Deputado Pimenta quer Bolsonaro e ex-ministros à CPMI do INSS. Investigação aponta irregularidades em empréstimos consignados no INSS. R$ 2 bilhões arrecadados!
O deputado federal do PT-RS, Pimenta, anunciou que apresentará um requerimento para convocar o ex-presidente Bolsonaro à Comissão Parlamentar Mista de Inquérito (CPMI) que investiga irregularidades no Instituto Nacional do Seguro Social (INSS). A convocação visa obter esclarecimentos sobre um decreto assinado durante sua gestão, que permitiu a concessão de empréstimos consignados a beneficiários do Benefício de Prestação Continuada (BPC) e do Auxílio Emergencial.

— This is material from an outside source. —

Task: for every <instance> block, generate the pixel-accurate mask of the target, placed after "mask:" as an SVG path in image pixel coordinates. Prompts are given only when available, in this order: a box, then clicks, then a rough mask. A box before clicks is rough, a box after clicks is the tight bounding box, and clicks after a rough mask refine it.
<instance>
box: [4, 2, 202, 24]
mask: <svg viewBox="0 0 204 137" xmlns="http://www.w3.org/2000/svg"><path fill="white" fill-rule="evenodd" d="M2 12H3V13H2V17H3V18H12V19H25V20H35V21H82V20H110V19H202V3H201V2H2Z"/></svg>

Segundo Pimenta, a implementação dessa medida, realizada em um período eleitoral, gerou um índice de inadimplência alarmante, que atinge 88%. A situação expõe sérias preocupações sobre a gestão dos recursos e o impacto nos beneficiários do programa.

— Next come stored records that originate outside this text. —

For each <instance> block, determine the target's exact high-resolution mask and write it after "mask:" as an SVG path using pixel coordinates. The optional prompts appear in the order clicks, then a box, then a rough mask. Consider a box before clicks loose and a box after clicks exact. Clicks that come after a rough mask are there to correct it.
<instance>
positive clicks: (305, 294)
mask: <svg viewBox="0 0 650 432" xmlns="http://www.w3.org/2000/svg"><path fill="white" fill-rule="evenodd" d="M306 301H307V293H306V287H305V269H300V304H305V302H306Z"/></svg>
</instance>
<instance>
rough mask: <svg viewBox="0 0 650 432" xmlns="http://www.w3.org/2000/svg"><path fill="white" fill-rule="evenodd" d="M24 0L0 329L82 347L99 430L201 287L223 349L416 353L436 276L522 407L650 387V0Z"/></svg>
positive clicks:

Além do ex-presidente, o deputado pretende convocar o ex-ministro da Economia, o ex-presidente do INSS, José Carlos Oliveira, e os ex-presidentes da Caixa Econômica Federal, incluindo Pedro Guimarães, para prestar esclarecimentos durante a sessão da CPMI.
Durante a sessão da comissão, foi apresentado o caso de uma criança de 7 anos que acumulou uma dívida superior a R$ 70 mil devido a um empréstimo consignado, com descontos de 40% do valor do benefício. Esse caso ilustra a gravidade da situação e os riscos enfrentados pelos beneficiários.

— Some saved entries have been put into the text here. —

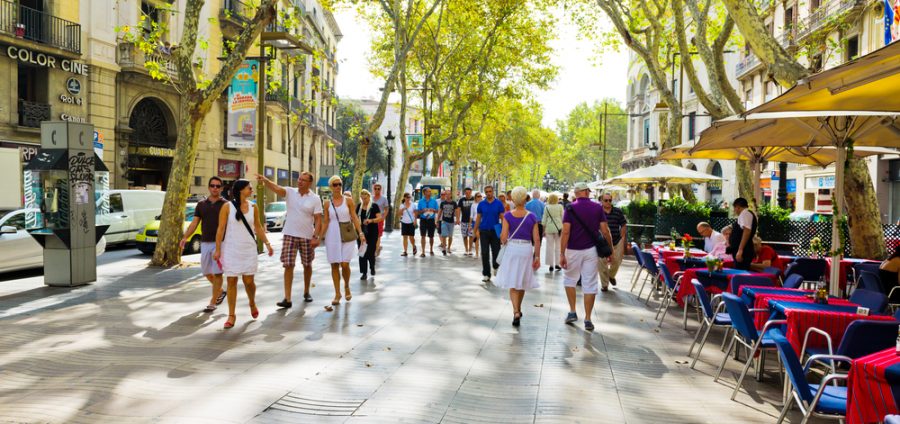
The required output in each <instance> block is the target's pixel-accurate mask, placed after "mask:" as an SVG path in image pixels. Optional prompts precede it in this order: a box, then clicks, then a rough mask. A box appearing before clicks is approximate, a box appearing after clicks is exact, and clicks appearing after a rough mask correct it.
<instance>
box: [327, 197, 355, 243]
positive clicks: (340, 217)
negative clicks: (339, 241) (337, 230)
mask: <svg viewBox="0 0 900 424" xmlns="http://www.w3.org/2000/svg"><path fill="white" fill-rule="evenodd" d="M344 201H345V202H346V201H347V199H344ZM331 208H332V209H334V219H336V220H337V222H338V227H339V228H340V230H341V243H349V242H351V241H356V240H357V239H359V234H357V233H356V228H353V220H352V219H351V220H350V221H347V222H341V217H340V216H339V215H338V213H337V208H336V207H335V206H334V201H333V200H332V201H331ZM348 210H349V208H348Z"/></svg>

O presidente da comissão, senador do Podemos-MG, propôs a solicitação ao governo a suspensão por seis meses de todos os contratos de empréstimo para beneficiários do BPC, com o objetivo de realizar uma auditoria para apurar as irregularidades.
O escândalo envolvendo o INSS teve início com uma série de reportagens do jornal Metrópoles, iniciadas em dezembro de 2023. As publicações revelaram que a arrecadação de entidades com descontos de mensalidades de aposentados havia alcançado R$ 2 bilhões em um ano, enquanto as associações enfrentavam milhares de processos por fraudes em filiações de segurados.
As reportagens subsidiaram a abertura de um inquérito pela Polícia Federal (PF) e as investigações da Controladoria-Geral da União (CGU). As apurações culminaram na Operação Sem Desconto, deflagrada em abril, que resultou nas demissões do então presidente do INSS e do ministro da Previdência.